Au regard des articles 16 et suivant du Code civil, deux associations de défense des droits de l'homme assignent l'entreprise pour atteinte à la dignité et au respect de l'être humain. En outre, les demandeurs ont des doutes sur l'origine des cadavres exposés et soupçonnent un trafic d'êtres humains. Enfin, ces associations mettent en exergue le fait que les morts n'ont pas donné leur accord pour que leur dépouille soit utilisée à de telles fins.

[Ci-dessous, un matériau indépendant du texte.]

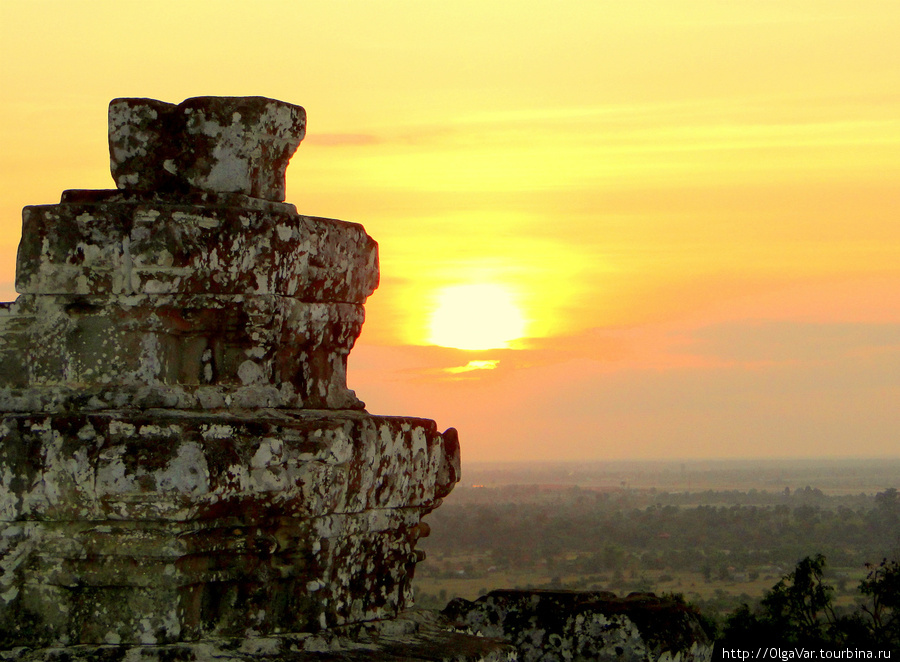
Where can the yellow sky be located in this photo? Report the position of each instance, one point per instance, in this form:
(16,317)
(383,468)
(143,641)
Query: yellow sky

Après que les juges des référés aient ordonné l'interdiction de poursuivre l'exposition le 30 avril 2009, la société organisatrice de l'exposition fait appel avant d'être déboutée de sa demande notamment au motif que les conditions de l'article 16-1-1 du Code civil n'étaient pas respectées puisque l'exposition portait atteinte au respect, à la dignité et à la décence des personnes décédées, mais aussi que la société n'était pas capable de prouver qu'elle avait eu le consentement ante mortem des intéressés et qu'elle pouvait prouver la traçabilité des corps exposés. C'est la raison pour laquelle l'appelant débouté de sa demande se pourvoit en cassation.
[...] Son deuxième alinéa ajoute que les restes des personnes décédées, y compris les cendres de celles dont le corps a donné lieu à crémation, doivent être traitées avec respect, dignité et décence Cette dernière trilogie constitue le cœur de l'arrêt rendu par la Cour de cassation le 16 septembre 2010 : le cadavre doit donc être traité avec respect, dignité et décence. Il revient au juge d'interpréter ces termes devenus parfois incantatoires dans le droit positif français. Pour autant il ne faut pas reconnaître au cadavre un quelconque droit à la personnalité. [...]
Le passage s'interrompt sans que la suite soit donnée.